Lawyers hold second strike on Gozo court sittings

Gozo court remains without an assistant registrar and has no full-time court marshal on site

Lawyers practicing in Gozo's court of law will be on strike from Thursday 30 September until a list of shortcomings are addressed by government.

The lawyers will refrain from attending sittings held in the Gozo court until they are given a satisfactory explanation for how their issues will be addressed.

According to the lawyers, the Gozo court remains without an assistant registrar and has no full-time court marshal on site. The court lacks trained and qualified staff, leaving deputy registrars with major difficulties.

"Serious shortcomings in the court building, that were identified in a separate report by the Commission for the Rights of Persons with Disability and Occupational Health and Safety Authority, were completely ignored," the lawyers pointed out.

They said that certain documents go missing, while injunctions are not being processed on time, with hearings taking place without a summons having been processed.

"Transcripts are not being made on time. Documents, applications, responses and notes are not being processed, to the extent that they do not reach the judge or parties in a timely manner," they continued. 

Furthermore, documents are not being processed through the court's internal LECAM system. Nothing is being scanned, and decrees are not being communicated to affected parties, the lawyers said.
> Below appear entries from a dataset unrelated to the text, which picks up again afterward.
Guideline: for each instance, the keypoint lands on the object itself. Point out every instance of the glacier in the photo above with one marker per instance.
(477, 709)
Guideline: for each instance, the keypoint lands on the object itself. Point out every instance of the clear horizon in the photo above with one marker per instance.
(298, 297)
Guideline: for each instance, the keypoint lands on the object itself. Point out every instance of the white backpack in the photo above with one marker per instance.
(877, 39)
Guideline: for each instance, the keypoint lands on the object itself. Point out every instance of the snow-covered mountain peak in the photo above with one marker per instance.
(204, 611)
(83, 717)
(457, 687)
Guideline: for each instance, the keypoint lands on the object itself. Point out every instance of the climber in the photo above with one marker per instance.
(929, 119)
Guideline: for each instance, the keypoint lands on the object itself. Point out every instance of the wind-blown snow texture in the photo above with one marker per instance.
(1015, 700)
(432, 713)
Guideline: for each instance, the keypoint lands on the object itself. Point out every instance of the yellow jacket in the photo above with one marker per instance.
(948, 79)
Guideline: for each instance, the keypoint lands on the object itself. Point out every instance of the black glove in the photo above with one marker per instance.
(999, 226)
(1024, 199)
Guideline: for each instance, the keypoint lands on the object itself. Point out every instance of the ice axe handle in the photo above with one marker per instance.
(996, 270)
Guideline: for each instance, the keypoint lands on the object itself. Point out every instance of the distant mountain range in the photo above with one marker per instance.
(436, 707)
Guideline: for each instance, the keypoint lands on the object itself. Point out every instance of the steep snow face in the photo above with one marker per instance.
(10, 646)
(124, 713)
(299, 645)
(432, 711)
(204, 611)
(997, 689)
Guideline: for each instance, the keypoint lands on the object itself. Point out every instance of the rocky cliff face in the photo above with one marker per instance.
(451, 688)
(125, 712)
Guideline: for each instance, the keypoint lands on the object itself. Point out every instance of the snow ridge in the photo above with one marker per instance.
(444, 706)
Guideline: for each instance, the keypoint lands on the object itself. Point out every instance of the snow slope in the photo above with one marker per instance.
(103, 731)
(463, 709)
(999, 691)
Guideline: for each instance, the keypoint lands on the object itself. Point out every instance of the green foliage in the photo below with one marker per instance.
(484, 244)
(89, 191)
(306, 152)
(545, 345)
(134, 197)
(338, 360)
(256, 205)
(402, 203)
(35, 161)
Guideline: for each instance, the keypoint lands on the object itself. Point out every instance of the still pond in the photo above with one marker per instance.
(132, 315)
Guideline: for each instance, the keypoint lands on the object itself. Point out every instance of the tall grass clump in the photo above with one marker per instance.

The lawyers stressed that this was not being done out of disrespect to the authority of the courts or their clients, but solely because they felt that this was the only way that their complaints would be addressed.

A group of 20 lawyers had already boycotted sittings in the Gozo courts last June in the hopes of addressing administrative shortcomings. They had flagged similar shortcomings, including lost court files and the late processing of summons and applications.